Gas demand plummets to lowest level in nearly 12 weeks

(September 15, 2020) The latest Energy Information Administration (EIA) report measures gasoline demand at 8.3 million billion barrels a day, which is the lowest level since mid-June. As demand dropped for a second week, so did gasoline supply levels — down nearly 3 million bbl to 231 million barrels. While consistently decreasing week-over-week, supplies also sit at a 3 million barrels year-over-year surplus.

“Typically lower supply levels translate into higher pump prices. However, even with consistent declines in gasoline stocks, that’s just not the case right now,” said Jeanette Casselano, AAA spokesperson. “Despite the steady supply dip, continued low levels of demand helped push the national gas price cheaper on the week.”

Today’s national gas price average is $2.19, which is three cents less than last week, two cents more than a month ago, but 37 cents cheaper than mid-September last year. On the week, all states saw gas prices decrease or stabilize at the pump. States with the largest declines are paying a nickel to a dime less, but the majority of state averages pushed cheaper by a few pennies since last Monday.

Mid-September is typically a point in the year that ushers in cheaper gas prices due to the switchover at gas stations from summer-blend to winter-blend, which is cheaper to produce. The difference between the two blends comes down to Reid Vapor Pressure (RVP), which is a measure of how easily the fuel evaporates at a given temperature. The higher — or more volatile — the RVP, the more able it is to evaporate at low temperatures. Winter-blend has a higher RVP which allows the fuel to evaporate at low temperatures for the engine to operate properly, especially when the engine is cold. If the RVP is too low on a frigid day, the vehicle will be hard to start and once started, will run rough.

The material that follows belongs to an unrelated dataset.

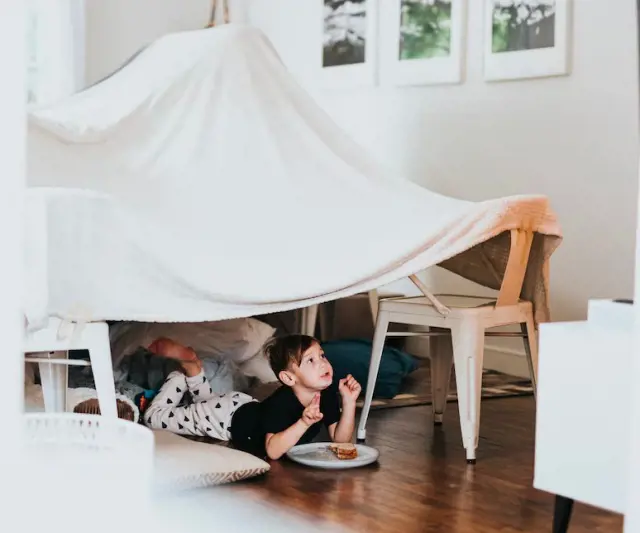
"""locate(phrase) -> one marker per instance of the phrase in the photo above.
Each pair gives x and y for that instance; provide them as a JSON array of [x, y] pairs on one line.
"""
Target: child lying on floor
[[292, 415]]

“Motorists will see some cost savings at the pump with the switchover to winter-blend, but the price difference will be less than other years given how cheap prices have been this year already,” added Casselano. “However, hurricanes can always change any forecast for savings.”

The National Hurricane Center is currently tracking a number of tropical storms and depressions. Tropical Storm Sally is expected to produce life-threatening storm surge and hurricane-force winds for the northern Gulf Coast starting later today. Sally has already forced at least one refinery shutdown in Louisiana at Phillips 66. Others are watching the storm to determine any operational decisions (see more details in Oil Market Dynamics section). Any pump price impacts will likely be contained to the region and not have a national impact.
Quick stats

    •    The nation’s top 10 largest weekly decreases: Ohio (-10 cents), Kentucky (-7 cents), Indiana (-6 cents), Michigan (-5 cents), North Carolina (-5 cents), South Carolina (-5 cents), Wisconsin (-4 cents), Washington, D.C. (-4 cents), Tennessee (-4 cents) and Illinois (-4 cents).

    •    The nation’s top 10 least expensive markets: Mississippi ($1.86), Texas ($1.87), Arkansas ($1.90), Louisiana ($1.90), Missouri ($1.90), Oklahoma ($1.90), Alabama ($1.91), South Carolina ($1.93), Tennessee ($1.94) and Kentucky ($1.96).